These numbers are generally too high, since the cumulative effects of selling old equipment do mount up. The clearest statement of expected wealth per level given in the game is on p. 143 of the _DMG_, which states how much starting characters over 1st level should possess: one item of level + 1, one item of level, one item of level - 1, and cash equal to one item of level - 1. Converting that to cash values gives the following table:

1	100 (starting cash for 1st-level PC)
2	1,920
3	2,560
4	3,200
5	4,480
6	6,400
7	9,600
8	12,800
9	16,000
10	22,400
11	32,000
12	48,000
13	64,000
14	80,000
15	112,000
16	160,000
17	240,000
18	320,000
19	400,000
20	560,000
21	800,000
22	1,200,000
23	1,600,000
24	2,000,000
25	2,800,000
26	4,000,000
27	6,000,000
28	8,000,000
29	10,000,000
30	14,000,000


----------



## Nytmare (Feb 10, 2010)

occam said:


> The clearest statement of expected wealth per level given in the game is on p. 143 of the _DMG_, which states how much starting characters over 1st level should possess:




I thought that those guidelines were understood to be complete bumpkiss when paired up against a character who had gained loot via leveling up and adventuring?

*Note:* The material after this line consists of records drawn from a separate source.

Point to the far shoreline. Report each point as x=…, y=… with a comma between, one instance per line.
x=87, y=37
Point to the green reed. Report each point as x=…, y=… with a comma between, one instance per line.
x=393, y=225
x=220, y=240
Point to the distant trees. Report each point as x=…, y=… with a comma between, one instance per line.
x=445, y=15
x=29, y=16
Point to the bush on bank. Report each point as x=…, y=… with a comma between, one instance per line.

That, in general, the new character will have fewer pieces of higher level equipment, and an adventure-built character will have a more expensive, and wider array, of lower level items.


----------



## occam (Feb 10, 2010)

occam said:


> The clearest statement of expected wealth per level given in the game is on p. 143 of the _DMG_, which states how much starting characters over 1st level should possess: one item of level + 1, one item of level, one item of level - 1, and cash equal to one item of level - 1. Converting that to cash values gives the following table:
> 
> 1	100 (starting cash for 1st-level PC)
> 2	1,920
> ...




BTW, if you prefer formulas to tables, for L = level, W = wealth:

L mod 5 = 1 (1st, 6th, 11th, etc. levels) => W =  ~928 * 5^(L/5)
L mod 5 = 2 (2nd, 7th, 12th, etc. levels) => W =  ~1009 * 5^(L/5)
L mod 5 = 3 (3rd, 8th, 13th, etc. levels) => W =  ~975 * 5^(L/5)
L mod 5 = 4 (4th, 9th, 14th, etc. levels) => W = ~883 * 5^(L/5)
L mod 5 = 0 (5th, 10th, 15th, etc. levels) => W = 896 * 5^(L/5)

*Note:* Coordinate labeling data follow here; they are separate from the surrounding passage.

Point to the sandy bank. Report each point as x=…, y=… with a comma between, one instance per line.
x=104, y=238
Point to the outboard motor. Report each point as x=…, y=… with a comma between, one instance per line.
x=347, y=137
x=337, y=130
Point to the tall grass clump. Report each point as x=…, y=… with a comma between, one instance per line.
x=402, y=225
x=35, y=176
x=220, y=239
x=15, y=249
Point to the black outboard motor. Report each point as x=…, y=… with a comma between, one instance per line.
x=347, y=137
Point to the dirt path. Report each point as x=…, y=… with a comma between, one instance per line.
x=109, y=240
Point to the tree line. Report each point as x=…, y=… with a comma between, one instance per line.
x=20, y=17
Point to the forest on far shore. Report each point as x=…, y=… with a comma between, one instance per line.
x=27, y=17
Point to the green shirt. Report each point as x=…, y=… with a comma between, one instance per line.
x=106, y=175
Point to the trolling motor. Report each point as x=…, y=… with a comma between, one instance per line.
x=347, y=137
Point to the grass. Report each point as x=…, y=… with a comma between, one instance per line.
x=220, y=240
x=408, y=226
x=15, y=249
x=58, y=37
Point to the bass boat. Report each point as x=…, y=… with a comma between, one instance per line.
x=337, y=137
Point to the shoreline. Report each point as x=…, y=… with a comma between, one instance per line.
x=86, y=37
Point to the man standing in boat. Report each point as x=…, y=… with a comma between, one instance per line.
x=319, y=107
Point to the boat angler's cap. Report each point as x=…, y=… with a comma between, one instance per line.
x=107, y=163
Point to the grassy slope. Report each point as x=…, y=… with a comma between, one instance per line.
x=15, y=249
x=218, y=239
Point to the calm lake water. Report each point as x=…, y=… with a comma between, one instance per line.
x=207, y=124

If you average that initial factor to 938, so that the formula for all levels becomes:

W = 938 * 5^(L/5)

then the table smooths out to the following:

1	1,294
2	1,786
3	2,464
4	3,399
5	4,690
6	6,471
7	8,928
8	12,318
9	16,996
10	23,450
11	32,355
12	44,641
13	61,592
14	84,980
15	117,250
16	161,773
17	223,203
18	307,960
19	424,902
20	586,250
21	808,867
22	1,116,017
23	1,539,802
24	2,124,510
25	2,931,250
26	4,044,333
27	5,580,086
28	7,699,010
29	10,622,552
30	14,656,250


----------



## keterys (Feb 10, 2010)

Nytmare said:


> I thought that those guidelines were understood to be complete bumpkiss when paired up against a character who had gained loot via leveling up and adventuring?
> 
> That, in general, the new character will have fewer pieces of higher level equipment, and an adventure-built character will have a more expensive, and wider array, of lower level items.

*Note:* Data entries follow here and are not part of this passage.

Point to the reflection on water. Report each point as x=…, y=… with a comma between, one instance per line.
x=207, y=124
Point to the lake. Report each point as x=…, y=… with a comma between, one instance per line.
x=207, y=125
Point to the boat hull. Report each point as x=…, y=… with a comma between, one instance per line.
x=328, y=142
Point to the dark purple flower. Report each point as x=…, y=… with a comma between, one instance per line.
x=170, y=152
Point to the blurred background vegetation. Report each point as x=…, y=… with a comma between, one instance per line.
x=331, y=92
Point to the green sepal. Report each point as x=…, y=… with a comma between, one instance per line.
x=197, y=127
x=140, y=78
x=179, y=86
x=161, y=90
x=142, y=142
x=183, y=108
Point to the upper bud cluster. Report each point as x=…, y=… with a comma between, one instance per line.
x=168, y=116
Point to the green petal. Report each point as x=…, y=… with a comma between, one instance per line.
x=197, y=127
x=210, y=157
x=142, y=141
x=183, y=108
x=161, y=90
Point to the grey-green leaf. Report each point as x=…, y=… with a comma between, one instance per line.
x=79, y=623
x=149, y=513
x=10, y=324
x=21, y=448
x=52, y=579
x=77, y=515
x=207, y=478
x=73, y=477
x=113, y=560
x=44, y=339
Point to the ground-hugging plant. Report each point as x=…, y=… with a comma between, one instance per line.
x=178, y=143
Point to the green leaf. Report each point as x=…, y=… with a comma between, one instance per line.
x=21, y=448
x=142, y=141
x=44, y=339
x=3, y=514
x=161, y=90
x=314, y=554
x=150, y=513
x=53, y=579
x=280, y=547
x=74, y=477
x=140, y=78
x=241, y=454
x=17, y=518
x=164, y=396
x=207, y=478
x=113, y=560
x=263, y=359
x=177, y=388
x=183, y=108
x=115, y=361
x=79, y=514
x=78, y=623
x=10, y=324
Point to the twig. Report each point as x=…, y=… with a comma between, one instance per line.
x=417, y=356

Although the new character will have better optimized items, which has some value - potentially a lot of value.


----------



## CovertOps (Feb 10, 2010)

Nytmare said:


> I thought that those guidelines were understood to be complete bumpkiss when paired up against a character who had gained loot via leveling up and adventuring?
> 
> That, in general, the new character will have fewer pieces of higher level equipment, and an adventure-built character will have a more expensive, and wider array, of lower level items.




Every 5 levels you will be losing 80% of the value of 3 magic items per party member.  As each person trades in their +1 item for a +2 and so on you only get 20% if you sell or disenchant it and keep the residuum.  This is a bare minimum loss.  The difference between the two tables is about 30%.  This is reasonable as the 80% loss is always on lower level/value items. 

14,000,000 / 19,529,520 = .716

If you were to spend the "cash" you could have what they suggest OR you could have more lower level items.  Be aware that some items do not repeat (such as a bag of holding) so you may have to look at much lower level items to find everything you want.


----------



## occam (Feb 10, 2010)

Nytmare said:


> I thought that those guidelines were understood to be complete bumpkiss when paired up against a character who had gained loot via leveling up and adventuring?
> 
> That, in general, the new character will have fewer pieces of higher level equipment, and an adventure-built character will have a more expensive, and wider array, of lower level items.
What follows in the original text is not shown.